Though his post is no longer live on the Interwebz, its immortalized words can be found here, there, and everywhere if you simply search “badass Jeep craigslist” in Google. But we’re not here to simply provide you with a copy-pasted transcript of its contents, no sir; we are here to provide analysis!
First and foremost, it should be noted that the owner cares deeply about who he hands the keys to when the time comes for the exchange. In his eyes, a limp-wristed, clammy hand gripping a bulging wad of hundreds is still a limp-wristed, clammy hand. It simply won’t do to have the Wrangler be controlled by a sissy, “Pajama party Barbie Jeep” loser.
Those unfamiliar with a manual transmission need not apply either, as they will get “hit in the face with a piece of re-bar and sent back where [they] came from.” Ouch. Evidently, the green exterior belies a “tungsten” composition, a claim that fittingly demands a similar criterion from the gonads of the future owner if he is to ever set foot inside it.

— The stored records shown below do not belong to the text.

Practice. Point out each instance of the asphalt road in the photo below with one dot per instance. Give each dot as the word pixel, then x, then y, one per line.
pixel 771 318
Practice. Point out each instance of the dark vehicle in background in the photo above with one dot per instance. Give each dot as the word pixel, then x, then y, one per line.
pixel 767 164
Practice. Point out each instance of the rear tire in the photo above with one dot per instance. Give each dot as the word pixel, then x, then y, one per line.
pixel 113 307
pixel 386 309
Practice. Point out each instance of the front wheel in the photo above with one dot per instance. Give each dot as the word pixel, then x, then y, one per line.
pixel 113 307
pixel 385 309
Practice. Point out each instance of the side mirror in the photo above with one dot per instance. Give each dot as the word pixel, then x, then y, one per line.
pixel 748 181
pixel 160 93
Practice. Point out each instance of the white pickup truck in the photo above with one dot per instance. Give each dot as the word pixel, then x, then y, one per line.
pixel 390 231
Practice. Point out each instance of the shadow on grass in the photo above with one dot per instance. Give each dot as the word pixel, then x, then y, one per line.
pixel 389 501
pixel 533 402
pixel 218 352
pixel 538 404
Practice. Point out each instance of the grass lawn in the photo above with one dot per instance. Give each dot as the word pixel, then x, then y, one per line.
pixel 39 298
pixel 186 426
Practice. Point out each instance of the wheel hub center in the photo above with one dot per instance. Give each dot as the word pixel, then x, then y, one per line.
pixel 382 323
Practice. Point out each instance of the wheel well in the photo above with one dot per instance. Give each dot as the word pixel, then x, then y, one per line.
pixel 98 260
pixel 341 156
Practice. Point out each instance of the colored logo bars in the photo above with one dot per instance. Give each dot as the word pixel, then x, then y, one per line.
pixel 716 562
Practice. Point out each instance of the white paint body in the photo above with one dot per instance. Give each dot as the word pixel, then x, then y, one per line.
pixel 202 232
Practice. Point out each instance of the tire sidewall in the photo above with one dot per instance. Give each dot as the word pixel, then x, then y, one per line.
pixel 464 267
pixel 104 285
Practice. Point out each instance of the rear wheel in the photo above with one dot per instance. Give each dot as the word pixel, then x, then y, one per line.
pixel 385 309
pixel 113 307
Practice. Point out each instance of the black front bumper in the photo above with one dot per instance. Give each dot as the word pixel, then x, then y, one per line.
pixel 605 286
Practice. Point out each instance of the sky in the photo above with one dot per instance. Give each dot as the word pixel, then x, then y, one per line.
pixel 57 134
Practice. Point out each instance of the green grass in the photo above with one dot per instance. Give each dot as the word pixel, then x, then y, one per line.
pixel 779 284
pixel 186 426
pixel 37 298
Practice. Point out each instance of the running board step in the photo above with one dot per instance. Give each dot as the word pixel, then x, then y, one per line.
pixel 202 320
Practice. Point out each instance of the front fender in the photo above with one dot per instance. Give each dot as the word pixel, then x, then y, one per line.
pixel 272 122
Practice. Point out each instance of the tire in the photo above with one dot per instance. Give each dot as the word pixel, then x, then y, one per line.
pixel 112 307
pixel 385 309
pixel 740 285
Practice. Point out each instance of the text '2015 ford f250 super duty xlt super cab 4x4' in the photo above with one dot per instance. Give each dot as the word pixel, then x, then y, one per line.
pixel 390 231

It’s not all about proving yourself to be the real King Arthur to this Excalibur of a Jeep, however; owning said Jeep will also open you up to a wide list of perks and benefits. Included are the following: “9. Wire bristled toothbrush 14. Not giving a damn 15. Flesh turning to steel 18. Better looking wives 19. Better looking mistresses 25. Wife takes out the trash 28. Wife stops bitching about clothes on the floor 29. Wife stocks fridge with beer…” and so on and so forth.
We hope all these things and more happened, or will happen, to whomever next calls this Jeep their own. In the meantime, however, we’ll just have to imagine what taking care of a T-Rex (#4 on the list) entails.